In de casus gaat het om aandeelhouders X en Y die via hun persoonlijke holding, X bv en Y bv, een belang van 50% houden in tussenholding, TH bv. TH bv bezit alle aandelen in G bv en F bv. Door de toerekeningsregel van art. 35c lid 5 SW 1956 drijven X bv en Y bv voor de BOR elk voor 50% de ondernemingsactiviteiten in G bv en F bv. Door middel van een ruziesplitsing wordt TH bv gesplitst in THX bv en THY bv. THX bv verkrijgt alle aandelen in G bv en THY bv alle aandelen in F bv. X bv houdt na de splitsing alle aandelen in THX bv en Y bv alle aandelen in THY bv.
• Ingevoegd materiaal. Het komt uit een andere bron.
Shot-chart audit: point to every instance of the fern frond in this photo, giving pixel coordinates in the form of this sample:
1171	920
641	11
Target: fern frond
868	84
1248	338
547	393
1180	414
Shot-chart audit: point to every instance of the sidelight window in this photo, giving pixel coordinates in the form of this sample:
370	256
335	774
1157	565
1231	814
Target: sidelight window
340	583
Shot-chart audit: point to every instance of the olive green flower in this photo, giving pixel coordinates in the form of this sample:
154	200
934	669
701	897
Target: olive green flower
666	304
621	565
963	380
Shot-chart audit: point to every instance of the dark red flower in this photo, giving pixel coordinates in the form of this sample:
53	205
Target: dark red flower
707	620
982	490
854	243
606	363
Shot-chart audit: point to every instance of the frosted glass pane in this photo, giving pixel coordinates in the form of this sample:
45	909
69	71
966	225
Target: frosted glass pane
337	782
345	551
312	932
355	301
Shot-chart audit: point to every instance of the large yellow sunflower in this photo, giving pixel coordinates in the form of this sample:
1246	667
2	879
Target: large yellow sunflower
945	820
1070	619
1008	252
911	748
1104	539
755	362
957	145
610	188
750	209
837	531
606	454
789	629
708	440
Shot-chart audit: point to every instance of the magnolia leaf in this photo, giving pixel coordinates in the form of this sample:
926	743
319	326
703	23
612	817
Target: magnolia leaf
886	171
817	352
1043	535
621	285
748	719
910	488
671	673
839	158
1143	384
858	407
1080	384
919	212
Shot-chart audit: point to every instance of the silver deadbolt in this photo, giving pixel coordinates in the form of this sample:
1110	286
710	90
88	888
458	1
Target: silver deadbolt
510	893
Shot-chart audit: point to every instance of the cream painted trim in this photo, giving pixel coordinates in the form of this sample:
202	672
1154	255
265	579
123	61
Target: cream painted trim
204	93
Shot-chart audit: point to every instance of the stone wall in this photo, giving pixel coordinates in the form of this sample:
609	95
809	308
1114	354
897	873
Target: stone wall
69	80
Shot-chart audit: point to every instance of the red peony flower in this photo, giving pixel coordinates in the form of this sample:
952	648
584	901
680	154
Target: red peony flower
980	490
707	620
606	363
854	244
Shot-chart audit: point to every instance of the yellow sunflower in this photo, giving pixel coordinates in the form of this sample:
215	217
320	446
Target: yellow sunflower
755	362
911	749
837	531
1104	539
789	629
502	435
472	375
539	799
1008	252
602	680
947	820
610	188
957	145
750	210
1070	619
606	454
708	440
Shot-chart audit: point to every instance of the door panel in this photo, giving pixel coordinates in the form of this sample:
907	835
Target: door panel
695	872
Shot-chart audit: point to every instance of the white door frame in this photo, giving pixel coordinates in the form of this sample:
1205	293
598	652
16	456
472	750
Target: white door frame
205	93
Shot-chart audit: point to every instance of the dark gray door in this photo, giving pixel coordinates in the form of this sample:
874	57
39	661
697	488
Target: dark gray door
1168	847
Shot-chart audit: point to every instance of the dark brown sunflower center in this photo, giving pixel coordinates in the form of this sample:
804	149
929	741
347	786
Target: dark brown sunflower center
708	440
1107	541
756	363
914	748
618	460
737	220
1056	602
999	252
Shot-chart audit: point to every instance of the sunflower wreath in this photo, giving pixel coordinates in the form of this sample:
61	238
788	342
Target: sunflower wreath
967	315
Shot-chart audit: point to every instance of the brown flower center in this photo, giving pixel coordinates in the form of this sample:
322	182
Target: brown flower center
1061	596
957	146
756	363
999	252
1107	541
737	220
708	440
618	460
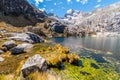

Als door een splitsing een groter gedeelte van een onderneming wordt toegerekend aan de vennootschap, waarvan de aandelen worden verkregen, vangt voor dat deel een nieuwe bezitstermijn aan. Het feit dat door de splitsing een belang in een onderneming wordt geruild voor een belang in een andere toegerekende onderneming doet daar niet aan af. Ook wordt door de splitsing deels niet voldaan aan het voortzettingsvereiste als door de splitsing een kleiner gedeelte wordt toegerekend aan de vennootschap. Ook hier is dit niet anders als een belang is geruild voor een ander belang.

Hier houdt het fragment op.